Erekat mengungkapkan, keputusan Presiden AS Donald Trump mengakui Yerusalem sebagai ibu kota Israel tidak akan pernah bisa diterima Palestina. "Keputusan AS pada 6 Desember lalu adalah bagian dari era Amerika baru yang bergerak dari negosiasi untuk mendikte," kata tokoh yang juga merupakan juru runding utama Palestina, seperti dilaporkan laman Al Araby, Selasa (30/1).

(Baca: Masyarakat Internasional Harus Lindungi Hak Rakyat Palestina)
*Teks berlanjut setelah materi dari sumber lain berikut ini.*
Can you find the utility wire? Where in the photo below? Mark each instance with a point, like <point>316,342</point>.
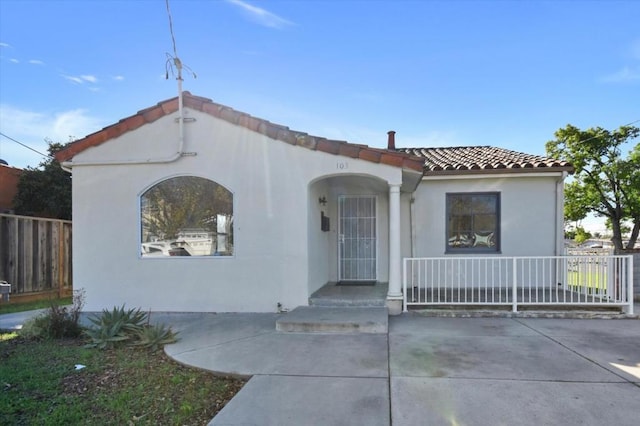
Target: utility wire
<point>26,146</point>
<point>595,137</point>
Pernyataan Erekat ini muncul menyusul meningkatnya ketegangan antara Otoritas Palestina dan AS. Hal ini tidak hanya karena Palestina menolak untuk kembali berunding dengan Israel, tapi juga disebabkan keputusannya memboikot kedatangan Wakil Presiden AS Mike Pence ke negara tersebut beberapa waktu lalu.
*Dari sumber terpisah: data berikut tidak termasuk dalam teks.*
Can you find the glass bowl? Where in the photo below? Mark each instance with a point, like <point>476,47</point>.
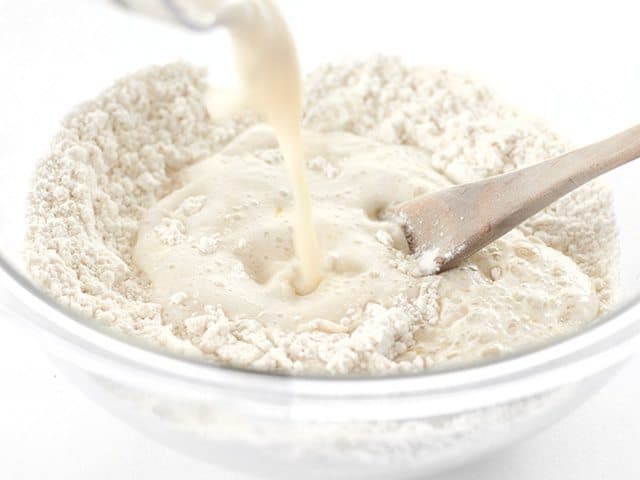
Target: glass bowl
<point>274,425</point>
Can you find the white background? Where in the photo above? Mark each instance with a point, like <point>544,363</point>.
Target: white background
<point>576,65</point>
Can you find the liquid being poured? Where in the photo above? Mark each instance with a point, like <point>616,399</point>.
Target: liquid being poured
<point>269,73</point>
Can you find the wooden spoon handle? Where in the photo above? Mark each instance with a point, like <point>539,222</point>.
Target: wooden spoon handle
<point>459,221</point>
<point>521,194</point>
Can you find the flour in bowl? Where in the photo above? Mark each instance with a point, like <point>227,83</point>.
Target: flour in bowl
<point>163,223</point>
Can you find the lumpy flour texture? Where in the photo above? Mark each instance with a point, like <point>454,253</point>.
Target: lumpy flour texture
<point>165,224</point>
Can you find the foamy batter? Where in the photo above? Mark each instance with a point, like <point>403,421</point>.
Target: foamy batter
<point>173,226</point>
<point>224,239</point>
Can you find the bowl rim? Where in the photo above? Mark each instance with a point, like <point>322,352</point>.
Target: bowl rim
<point>108,353</point>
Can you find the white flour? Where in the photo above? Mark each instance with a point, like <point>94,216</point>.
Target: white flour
<point>118,155</point>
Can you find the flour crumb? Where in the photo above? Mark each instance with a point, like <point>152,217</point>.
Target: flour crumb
<point>209,244</point>
<point>178,298</point>
<point>171,231</point>
<point>322,165</point>
<point>117,156</point>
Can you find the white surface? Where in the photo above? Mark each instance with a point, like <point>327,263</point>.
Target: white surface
<point>576,66</point>
<point>48,429</point>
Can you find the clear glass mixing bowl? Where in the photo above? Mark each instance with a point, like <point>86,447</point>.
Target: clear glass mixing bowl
<point>272,425</point>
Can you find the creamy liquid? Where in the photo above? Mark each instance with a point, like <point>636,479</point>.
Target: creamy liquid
<point>267,65</point>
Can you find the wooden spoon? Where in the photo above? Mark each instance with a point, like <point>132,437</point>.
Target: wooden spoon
<point>446,227</point>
Trump mengecam keras keputusan Palestina memboikot kedatangan Pence. "Mereka tidak menghormati kami sepekan yang lalu dengan tidak membiarkan wakil presiden kami yang hebat melihat mereka," ujarnya beberapa waktu lalu.

Situasi ini pun kian diperburuk oleh keputusan AS memangkas dana bantuan sebesar lebih dari 60 juta dolar untuk badan PBB yang fokus mengurus jutaan pengungsi Palestina, yakni UNRWA. Pemangkasan dana ini dinilai merupakan upaya AS menarik kembali ke perundingan damai dengan Israel yang dimediasi olehnya.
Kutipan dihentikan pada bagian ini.